Not all Buckeyes are associated with Ohio State. Here in Ohio, the migrant butterfly we see is the Common Buckeye, Junonia coenia. The males are pugnacious defenders of their territories and fairly easy to find in mid to late summer throughout Ohio. They rely heavily on host plants from the snapdragon family. (see inset photo)
The large photo of a Buckeye was recently taken at Merritt Island National Wildlife Refuge on Cape Canaveral Florida. Merritt Island was a salt water marsh, with an interesting history in its own right, and the vegetation is heavy with Mangroves.

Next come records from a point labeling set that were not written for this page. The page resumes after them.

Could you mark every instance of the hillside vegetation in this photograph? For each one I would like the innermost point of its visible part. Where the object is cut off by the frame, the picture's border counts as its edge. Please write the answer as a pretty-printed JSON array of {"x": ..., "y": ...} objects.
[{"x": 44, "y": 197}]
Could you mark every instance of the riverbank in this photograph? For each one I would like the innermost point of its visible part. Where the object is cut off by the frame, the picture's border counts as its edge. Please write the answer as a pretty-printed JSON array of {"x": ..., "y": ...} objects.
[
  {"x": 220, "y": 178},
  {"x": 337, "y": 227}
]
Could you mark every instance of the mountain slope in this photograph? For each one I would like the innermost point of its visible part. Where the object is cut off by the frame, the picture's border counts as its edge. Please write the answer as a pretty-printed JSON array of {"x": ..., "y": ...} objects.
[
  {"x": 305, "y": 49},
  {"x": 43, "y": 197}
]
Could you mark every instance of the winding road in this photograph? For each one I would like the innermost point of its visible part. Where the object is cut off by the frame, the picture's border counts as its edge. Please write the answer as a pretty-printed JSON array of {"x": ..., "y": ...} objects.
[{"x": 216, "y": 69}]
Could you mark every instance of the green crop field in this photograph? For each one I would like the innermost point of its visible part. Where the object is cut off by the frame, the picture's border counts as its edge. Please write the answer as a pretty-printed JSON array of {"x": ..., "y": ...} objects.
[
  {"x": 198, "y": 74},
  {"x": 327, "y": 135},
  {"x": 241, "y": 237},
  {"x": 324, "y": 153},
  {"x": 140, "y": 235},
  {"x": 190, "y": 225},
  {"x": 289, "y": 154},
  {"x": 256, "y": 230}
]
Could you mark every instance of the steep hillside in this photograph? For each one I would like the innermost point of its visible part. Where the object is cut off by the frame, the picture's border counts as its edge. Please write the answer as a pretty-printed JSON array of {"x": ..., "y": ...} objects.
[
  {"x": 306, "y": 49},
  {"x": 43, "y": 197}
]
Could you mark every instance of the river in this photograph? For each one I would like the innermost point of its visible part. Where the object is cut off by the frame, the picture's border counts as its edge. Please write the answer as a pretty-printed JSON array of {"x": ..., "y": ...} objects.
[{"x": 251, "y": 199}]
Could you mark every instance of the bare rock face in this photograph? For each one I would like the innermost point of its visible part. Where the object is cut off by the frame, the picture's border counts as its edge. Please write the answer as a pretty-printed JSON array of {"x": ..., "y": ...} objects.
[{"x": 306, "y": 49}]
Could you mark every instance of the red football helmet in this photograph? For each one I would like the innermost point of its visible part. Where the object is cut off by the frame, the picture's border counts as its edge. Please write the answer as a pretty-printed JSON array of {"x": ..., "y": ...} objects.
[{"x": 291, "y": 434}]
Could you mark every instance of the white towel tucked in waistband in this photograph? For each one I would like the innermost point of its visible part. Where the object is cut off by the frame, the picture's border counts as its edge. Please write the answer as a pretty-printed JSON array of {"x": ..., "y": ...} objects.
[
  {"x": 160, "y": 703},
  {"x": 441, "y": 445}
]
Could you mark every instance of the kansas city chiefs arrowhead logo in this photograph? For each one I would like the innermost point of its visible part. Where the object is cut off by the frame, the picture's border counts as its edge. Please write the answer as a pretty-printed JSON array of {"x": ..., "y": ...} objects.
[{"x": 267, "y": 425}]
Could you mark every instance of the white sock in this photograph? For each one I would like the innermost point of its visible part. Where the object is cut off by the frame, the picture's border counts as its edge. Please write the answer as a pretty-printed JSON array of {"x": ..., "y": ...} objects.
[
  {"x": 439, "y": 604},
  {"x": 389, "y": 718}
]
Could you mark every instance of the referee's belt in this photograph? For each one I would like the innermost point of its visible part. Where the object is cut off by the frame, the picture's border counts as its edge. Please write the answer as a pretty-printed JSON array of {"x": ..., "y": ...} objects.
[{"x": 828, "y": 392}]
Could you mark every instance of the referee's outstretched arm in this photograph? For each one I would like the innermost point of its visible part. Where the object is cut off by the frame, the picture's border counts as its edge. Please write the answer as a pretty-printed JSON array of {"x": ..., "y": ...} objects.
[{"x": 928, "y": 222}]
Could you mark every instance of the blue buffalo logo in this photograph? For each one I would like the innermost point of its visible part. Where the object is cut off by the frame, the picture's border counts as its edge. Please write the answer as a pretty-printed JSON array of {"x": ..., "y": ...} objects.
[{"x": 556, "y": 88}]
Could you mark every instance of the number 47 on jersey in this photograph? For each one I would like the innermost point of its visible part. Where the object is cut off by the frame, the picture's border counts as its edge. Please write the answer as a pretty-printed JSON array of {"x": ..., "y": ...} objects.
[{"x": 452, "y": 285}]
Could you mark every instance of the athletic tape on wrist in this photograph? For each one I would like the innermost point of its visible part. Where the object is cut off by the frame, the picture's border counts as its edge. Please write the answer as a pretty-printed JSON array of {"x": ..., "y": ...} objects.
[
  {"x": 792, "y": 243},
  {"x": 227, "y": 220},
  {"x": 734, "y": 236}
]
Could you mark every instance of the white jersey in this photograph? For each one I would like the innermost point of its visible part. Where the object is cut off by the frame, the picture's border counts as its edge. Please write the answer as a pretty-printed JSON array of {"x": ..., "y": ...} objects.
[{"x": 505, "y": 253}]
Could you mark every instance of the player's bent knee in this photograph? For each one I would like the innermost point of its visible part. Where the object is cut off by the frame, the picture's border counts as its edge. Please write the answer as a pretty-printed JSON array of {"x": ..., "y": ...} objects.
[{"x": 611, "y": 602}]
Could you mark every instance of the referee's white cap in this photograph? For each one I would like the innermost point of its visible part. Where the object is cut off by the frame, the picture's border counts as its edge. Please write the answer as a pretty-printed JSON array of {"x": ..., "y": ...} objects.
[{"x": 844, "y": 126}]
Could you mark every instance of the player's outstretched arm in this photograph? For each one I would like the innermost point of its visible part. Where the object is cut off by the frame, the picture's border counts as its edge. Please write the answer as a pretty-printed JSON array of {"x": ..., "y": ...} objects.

The Mangrove Buckeye, Junonia evarete is found mostly in Florida and Texas along the coastal marshes. Unlike the Common Buckeye its host plant is Black Mangrove, Avicennia germinans.The differences were not apparent to me, until reading in Jaret Daniels literature about the Mangrove Buckeye. The subtle clues, besides its host plant, which make this Buckeye a stand out are found in the large "eye spots". If you number them 1 and 2 on the fore-wing and 3 and 4 on the hind-wing, look at the size of number 3 spot. It is smaller on the Mangrove Buckeye, making all the spots look closer in size. Also, the field around spot 2 has no black circle, only orange field.
Would it make a difference in our life if this butterfly no longer existed, who but the pros would even know? As Aldo Leopold said "every cog and every wheel." These niches of wildlife which we may not even perceive are the markers for the delicate balance of nature, and I feel richer for knowing another species.